The food she cooked at first, such as eggs, hot dogs and vegetable noodles, was not visually appealing but tasted good. However, her later dishes dealt more with making the food look artistic, like creating a Christmas tree out of pretzels and salad.
“The kitchen is kind of my lab; I love to try new things when I get fresh ingredients,” Pan said. “I experiment every day.“
Pan’s friends asked her to cook for parties in 2014. The owner of the Westwood restaurant Top Leaf, who had been referred by mutual friends and had seen pictures of Pan’s food on Facebook, contacted Pan to help fix some of the issues his restaurant was facing. The restaurant’s food was either too sweet or too spicy and not satisfying for the price, Pan said.
She entered negotiations for half a year with the owner of Top Leaf, who wanted her recipes and advice on how to adjust the taste of some of his menu items such as the mapo tofu. After the old owner of Top Leaf returned to China in 2015, Pan took over as the owner and rebranded the restaurant as L Kitchen.
Store manager Christopher Lopez said Pan’s presence and energy are a great improvement to the restaurant.
“Having someone around that I can communicate with on a daily basis is really great,” Lopez said. “She also brings in a lot of people who haven’t tried the restaurant yet or people who are maybe just looking to see what our changes are.”
Part of Pan’s rebrand for L Kitchen was to redo the menu of Top Leaf to reflect her cooking style and original recipes.
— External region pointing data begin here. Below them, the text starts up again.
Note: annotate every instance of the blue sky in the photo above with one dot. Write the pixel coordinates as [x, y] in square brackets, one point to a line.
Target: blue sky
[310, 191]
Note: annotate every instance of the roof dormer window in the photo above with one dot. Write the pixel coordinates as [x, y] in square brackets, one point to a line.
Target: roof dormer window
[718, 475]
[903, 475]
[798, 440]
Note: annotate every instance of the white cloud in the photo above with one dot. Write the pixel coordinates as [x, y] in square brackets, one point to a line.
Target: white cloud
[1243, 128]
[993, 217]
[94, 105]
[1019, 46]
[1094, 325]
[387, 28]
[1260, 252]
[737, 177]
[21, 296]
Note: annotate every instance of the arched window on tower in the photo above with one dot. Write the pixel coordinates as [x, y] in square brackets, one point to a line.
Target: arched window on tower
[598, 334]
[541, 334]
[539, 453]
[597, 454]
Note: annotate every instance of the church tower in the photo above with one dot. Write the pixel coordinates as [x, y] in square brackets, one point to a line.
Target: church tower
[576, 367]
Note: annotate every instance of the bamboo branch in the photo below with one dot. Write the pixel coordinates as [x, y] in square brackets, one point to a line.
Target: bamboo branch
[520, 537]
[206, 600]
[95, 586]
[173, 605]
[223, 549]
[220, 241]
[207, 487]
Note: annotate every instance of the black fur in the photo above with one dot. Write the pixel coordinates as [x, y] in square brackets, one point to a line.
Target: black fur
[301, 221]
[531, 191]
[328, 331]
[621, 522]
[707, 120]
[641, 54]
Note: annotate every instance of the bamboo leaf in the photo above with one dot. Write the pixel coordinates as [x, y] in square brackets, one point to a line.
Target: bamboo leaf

For example, Pan created the recipes for pork hock, spicy noodles and tangsuyuk – sweet and spicy pork – by combining Korean and Chinese cooking styles.
Rather than completely scrapping the old menu, Pan also opted to keep the most popular options from Top Leaf’s menu.
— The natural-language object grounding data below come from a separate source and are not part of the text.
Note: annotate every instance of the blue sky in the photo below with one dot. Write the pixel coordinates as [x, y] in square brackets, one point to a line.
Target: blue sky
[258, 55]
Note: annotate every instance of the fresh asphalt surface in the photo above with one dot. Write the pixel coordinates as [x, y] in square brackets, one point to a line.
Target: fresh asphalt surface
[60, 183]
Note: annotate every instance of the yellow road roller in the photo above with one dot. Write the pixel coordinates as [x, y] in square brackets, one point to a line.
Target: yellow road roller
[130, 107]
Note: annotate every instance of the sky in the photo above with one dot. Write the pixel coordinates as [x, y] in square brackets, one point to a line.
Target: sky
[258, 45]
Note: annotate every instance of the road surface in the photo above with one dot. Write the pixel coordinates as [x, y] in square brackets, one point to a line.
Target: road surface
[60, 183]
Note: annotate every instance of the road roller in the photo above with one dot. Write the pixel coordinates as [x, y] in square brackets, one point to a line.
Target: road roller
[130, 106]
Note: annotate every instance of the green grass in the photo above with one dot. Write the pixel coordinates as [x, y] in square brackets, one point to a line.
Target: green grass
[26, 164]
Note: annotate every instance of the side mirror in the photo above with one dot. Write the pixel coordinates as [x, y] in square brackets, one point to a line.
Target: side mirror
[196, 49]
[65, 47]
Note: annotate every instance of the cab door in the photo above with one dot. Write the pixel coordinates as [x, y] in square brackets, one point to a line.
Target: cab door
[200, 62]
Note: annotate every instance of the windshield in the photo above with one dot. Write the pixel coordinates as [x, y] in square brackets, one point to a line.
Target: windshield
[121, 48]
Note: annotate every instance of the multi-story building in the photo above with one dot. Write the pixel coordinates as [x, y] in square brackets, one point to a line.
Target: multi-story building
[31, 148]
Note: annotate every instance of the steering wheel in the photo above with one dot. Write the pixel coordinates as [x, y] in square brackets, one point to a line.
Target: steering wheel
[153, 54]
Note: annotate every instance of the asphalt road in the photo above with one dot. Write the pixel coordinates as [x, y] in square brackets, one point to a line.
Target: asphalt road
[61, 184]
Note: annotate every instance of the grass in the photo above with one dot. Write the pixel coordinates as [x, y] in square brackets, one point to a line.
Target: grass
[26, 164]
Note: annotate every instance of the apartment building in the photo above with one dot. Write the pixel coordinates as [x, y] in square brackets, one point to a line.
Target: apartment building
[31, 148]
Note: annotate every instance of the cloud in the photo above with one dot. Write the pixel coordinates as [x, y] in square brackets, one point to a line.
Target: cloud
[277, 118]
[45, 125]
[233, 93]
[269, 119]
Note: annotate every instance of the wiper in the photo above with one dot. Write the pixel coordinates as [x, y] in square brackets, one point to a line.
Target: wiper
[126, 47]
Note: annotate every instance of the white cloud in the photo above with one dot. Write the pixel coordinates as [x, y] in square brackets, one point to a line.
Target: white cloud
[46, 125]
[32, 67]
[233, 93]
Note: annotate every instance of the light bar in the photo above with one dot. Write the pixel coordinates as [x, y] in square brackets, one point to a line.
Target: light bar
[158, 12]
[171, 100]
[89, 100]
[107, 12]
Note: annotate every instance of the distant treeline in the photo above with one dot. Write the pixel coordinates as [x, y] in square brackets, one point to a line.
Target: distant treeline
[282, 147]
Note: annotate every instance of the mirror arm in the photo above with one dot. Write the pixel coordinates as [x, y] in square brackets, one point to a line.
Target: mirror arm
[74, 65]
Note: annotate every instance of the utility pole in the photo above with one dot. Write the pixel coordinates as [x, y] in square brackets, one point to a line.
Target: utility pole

“One of the things she did was bring back the bao buns, which were one of our key items, even though it’s not the most expensive item we have,” Lopez said. “It doesn’t bring in that much money, but it does bring in people since baos aren’t something you can typically find around Westwood.”
Maria Micelles, a UCLA Extension employee, said she came to L Kitchen because she was familiar with many of the items from the old menu, but she is excited to try out the restaurant’s new options.
“I feel like this is more authentic compared to many Asian restaurants, so I came because it has more of the authentic homey feel,” Micelles said.
Pan said she is excited to learn every day and keep her passion for cooking alive at her first restaurant, she said.
“If I can help make this restaurant become popular in Westwood, then I can start my own business anywhere and succeed,” Pan said.